Throughout the two days we had the privilege of hearing from many renowned designers about their work across a variety of different sectors, including Beatrice Bonzanigo of IB Studio, who flew in from Milan to discuss her latest concept, Casa Ojalá, a mobile housing solution that aims to create the feeling of home anywhere.

‘Ojalá’ is an ancient Spanish word which summarises the concept of infinite possibility, and also can signify intuition. She describes her concept as, “extensive flexibility contained in a small space that is conceived as an infinite opportunity in the global market.”

The 27sqm circular house was inspired by her travels driving through rural parts of Argentina. Accustomed to designing country houses, chalets and apartments abroad,

Casa Ojalá is a new way of viewing architectural space. During her travels she recalls being astounded by Argentina’s beautiful landscape, “the yellow desert, its rainbow mountains and green fields.”

She loved driving through the countryside but felt restricted by the fact that she had to return to the city for accommodation.

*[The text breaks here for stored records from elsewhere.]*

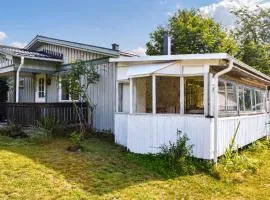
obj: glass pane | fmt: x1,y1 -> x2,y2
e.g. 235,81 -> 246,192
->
255,90 -> 263,111
156,76 -> 180,113
218,81 -> 226,111
184,76 -> 204,114
239,87 -> 245,111
244,88 -> 252,111
226,82 -> 237,111
134,77 -> 152,113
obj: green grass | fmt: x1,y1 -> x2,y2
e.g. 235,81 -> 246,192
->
0,136 -> 270,199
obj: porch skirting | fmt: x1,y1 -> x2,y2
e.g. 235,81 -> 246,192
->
114,113 -> 269,160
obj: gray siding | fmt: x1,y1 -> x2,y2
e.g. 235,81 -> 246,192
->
88,63 -> 116,131
19,74 -> 35,103
37,44 -> 105,64
46,76 -> 59,103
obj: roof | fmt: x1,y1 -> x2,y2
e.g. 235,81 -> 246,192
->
0,45 -> 63,62
110,53 -> 270,81
25,35 -> 120,57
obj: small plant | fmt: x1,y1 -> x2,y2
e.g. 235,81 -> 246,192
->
36,117 -> 59,134
160,130 -> 195,174
25,126 -> 52,143
67,131 -> 83,152
212,122 -> 260,181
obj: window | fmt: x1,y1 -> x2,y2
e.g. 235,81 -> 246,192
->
254,90 -> 264,111
226,82 -> 237,111
156,76 -> 180,113
133,77 -> 152,113
118,83 -> 129,112
59,78 -> 80,101
184,76 -> 204,114
244,88 -> 252,111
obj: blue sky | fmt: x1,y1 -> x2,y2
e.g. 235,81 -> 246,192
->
0,0 -> 268,54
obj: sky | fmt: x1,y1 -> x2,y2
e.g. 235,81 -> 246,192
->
0,0 -> 270,54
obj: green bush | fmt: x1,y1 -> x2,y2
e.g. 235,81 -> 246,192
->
25,126 -> 52,143
159,130 -> 198,174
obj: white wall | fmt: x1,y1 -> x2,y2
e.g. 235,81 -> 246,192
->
115,114 -> 213,159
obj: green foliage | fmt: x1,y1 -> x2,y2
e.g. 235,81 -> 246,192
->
0,77 -> 8,102
25,126 -> 52,143
146,10 -> 237,55
37,117 -> 60,134
61,61 -> 100,132
212,122 -> 261,181
70,131 -> 82,146
232,6 -> 270,75
159,130 -> 202,174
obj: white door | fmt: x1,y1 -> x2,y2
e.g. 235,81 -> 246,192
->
36,74 -> 46,102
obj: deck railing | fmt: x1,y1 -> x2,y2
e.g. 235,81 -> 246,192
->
0,103 -> 88,125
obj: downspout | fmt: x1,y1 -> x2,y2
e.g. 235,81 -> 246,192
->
16,57 -> 24,103
214,58 -> 233,163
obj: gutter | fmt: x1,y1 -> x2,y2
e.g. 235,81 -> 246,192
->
16,57 -> 24,103
214,58 -> 234,163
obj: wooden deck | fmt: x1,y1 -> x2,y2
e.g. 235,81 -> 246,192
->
0,103 -> 88,125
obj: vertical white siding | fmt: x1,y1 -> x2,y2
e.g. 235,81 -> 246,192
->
87,63 -> 116,131
217,114 -> 269,156
37,44 -> 105,64
115,114 -> 212,159
114,114 -> 128,147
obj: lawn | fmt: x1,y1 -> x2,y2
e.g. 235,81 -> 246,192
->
0,136 -> 270,199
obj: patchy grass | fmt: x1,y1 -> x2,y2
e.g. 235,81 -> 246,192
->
0,136 -> 270,199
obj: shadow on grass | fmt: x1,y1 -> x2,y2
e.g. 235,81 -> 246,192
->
0,137 -> 212,195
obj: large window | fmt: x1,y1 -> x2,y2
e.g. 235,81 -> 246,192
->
156,76 -> 180,113
184,76 -> 204,114
218,80 -> 237,112
133,77 -> 152,113
118,83 -> 129,113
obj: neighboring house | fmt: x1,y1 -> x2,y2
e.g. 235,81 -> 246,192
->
0,36 -> 133,130
110,53 -> 270,160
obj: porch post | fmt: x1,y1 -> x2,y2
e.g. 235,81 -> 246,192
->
152,75 -> 157,114
16,57 -> 24,103
129,78 -> 133,114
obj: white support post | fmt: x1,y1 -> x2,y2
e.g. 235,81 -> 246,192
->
152,75 -> 157,114
203,65 -> 209,116
15,57 -> 24,103
115,81 -> 119,112
129,78 -> 133,114
180,76 -> 185,115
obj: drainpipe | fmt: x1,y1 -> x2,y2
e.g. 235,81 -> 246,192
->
16,57 -> 24,103
214,58 -> 233,163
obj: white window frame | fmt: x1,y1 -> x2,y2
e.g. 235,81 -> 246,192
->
58,76 -> 79,102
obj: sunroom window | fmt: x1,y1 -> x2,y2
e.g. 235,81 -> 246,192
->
156,76 -> 180,113
184,76 -> 204,114
133,77 -> 152,113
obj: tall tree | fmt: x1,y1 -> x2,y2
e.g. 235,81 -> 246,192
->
232,7 -> 270,75
146,10 -> 237,55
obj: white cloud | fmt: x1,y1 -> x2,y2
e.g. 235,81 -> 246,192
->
131,46 -> 146,56
199,0 -> 270,28
10,41 -> 26,48
0,31 -> 7,41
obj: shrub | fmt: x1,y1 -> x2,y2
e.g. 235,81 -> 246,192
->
159,130 -> 197,174
36,117 -> 59,134
212,122 -> 260,181
25,126 -> 52,143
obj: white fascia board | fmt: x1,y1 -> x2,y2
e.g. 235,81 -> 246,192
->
109,53 -> 229,62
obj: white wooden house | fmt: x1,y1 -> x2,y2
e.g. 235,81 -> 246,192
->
0,35 -> 133,130
110,53 -> 270,160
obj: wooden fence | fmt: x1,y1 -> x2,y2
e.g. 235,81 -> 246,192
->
0,103 -> 88,125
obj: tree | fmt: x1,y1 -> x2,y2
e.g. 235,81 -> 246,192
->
0,77 -> 8,102
232,7 -> 270,74
61,61 -> 100,135
146,10 -> 237,55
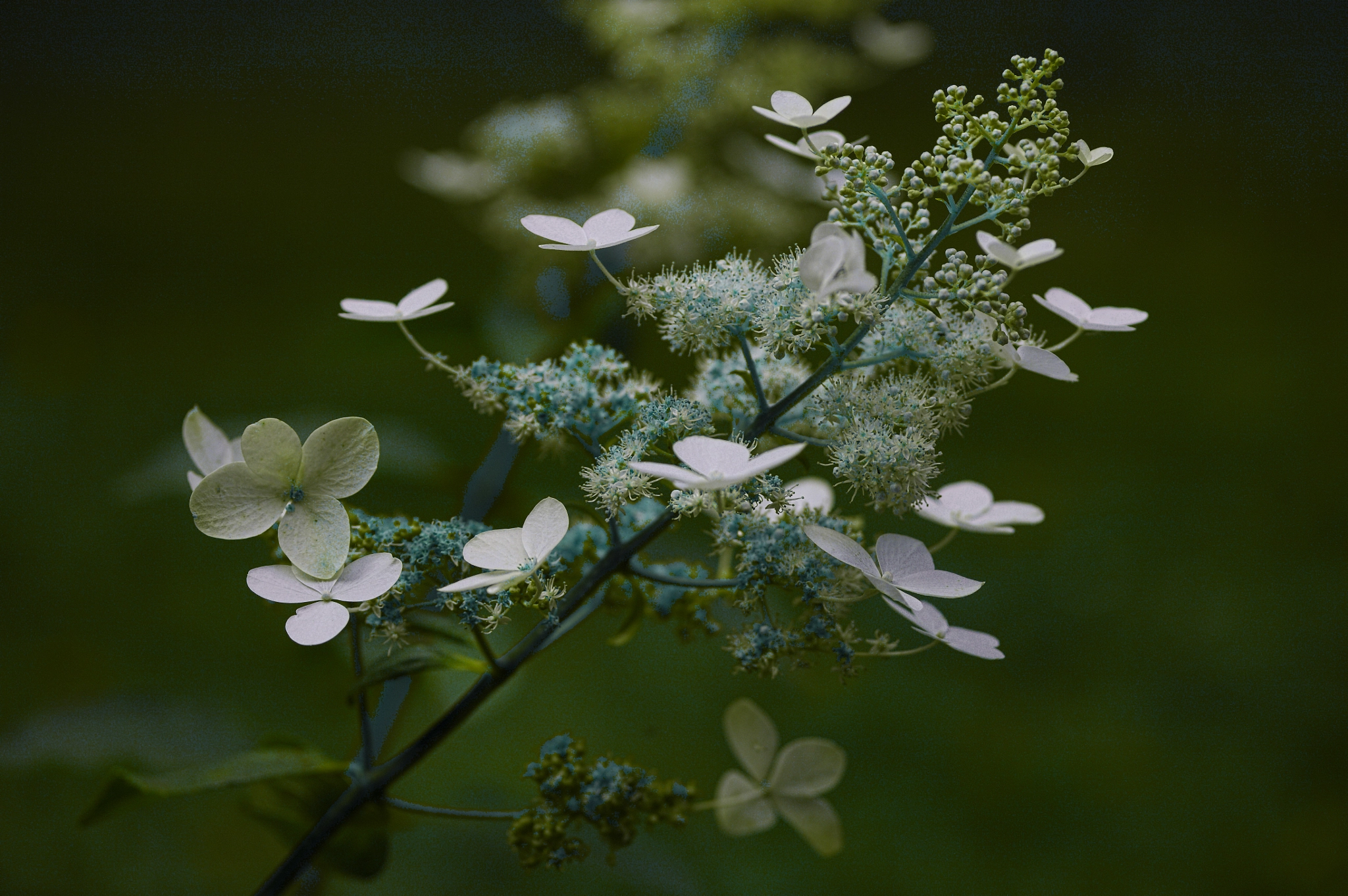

This obligation to return to the metropolis to find comfort made her question what we consider to be a home. She reflected on the fact that humans, particularly in western civilisation, have become used to a lot of comfort which she feels has “taken them away from the feeling of utter freedom. Humans crave the comfort of a comfortable bed, warm surrounding and recognisable perfumes.” From this came her idea for a concept that allows humans to experience the world without compromising on the luxuries that they have come to rely on.

Her first consideration was to question the idea of luxury and what it means. This is a question she also brought up during later discussions on the future of superyacht design - as an industry driven by luxury, has the industry prepared for a new generation of owners that, having grown up with technology, may desire disconnecting from the constant connectivity currently available?

Bonzanigo wanted to create something that, “allows us to escape our normal lives and hyper-connectivity, giving us a special freedom and the perception of having something unique that is just ours and precious to ourselves.”



A mechanical system of pulleys, blocks, ropes and lines allow for more than 1,000 possible configurations, inside the 27sqm construction. “Physical activity connects us to what we have around” she commented. “With your hands you can move walls, pull down a hammock or open the roof to look at the stars. In a way it mimics the sensation of being on board a sailing boat.”

One can configure the rooms of Casa Ojalá to suit their needs and mood, thanks to the use of materials from Italian company Wood-Skin which has developed a technology that allows a special cut to be made on different layers of wood making it an extremely malleable textile. The circular structure has two layers of external walls, one made of wood and the other of a textile that can fully roll up. The central circular furniture can be pulled up and down using a push-pull system so that “filtered light, a forced canopy and controlled air are left behind. It is the ultimate novelty in the world of static architecture.”

She presented her concept at ‘Milan Design Week’ this year and hopes to create a prototype in the near future.

As we look towards how our industry can accommodate a new generation of superyacht owners, brought up in a world of hyper-connectivity, her concept could certainly spark new ideas amongst some designers.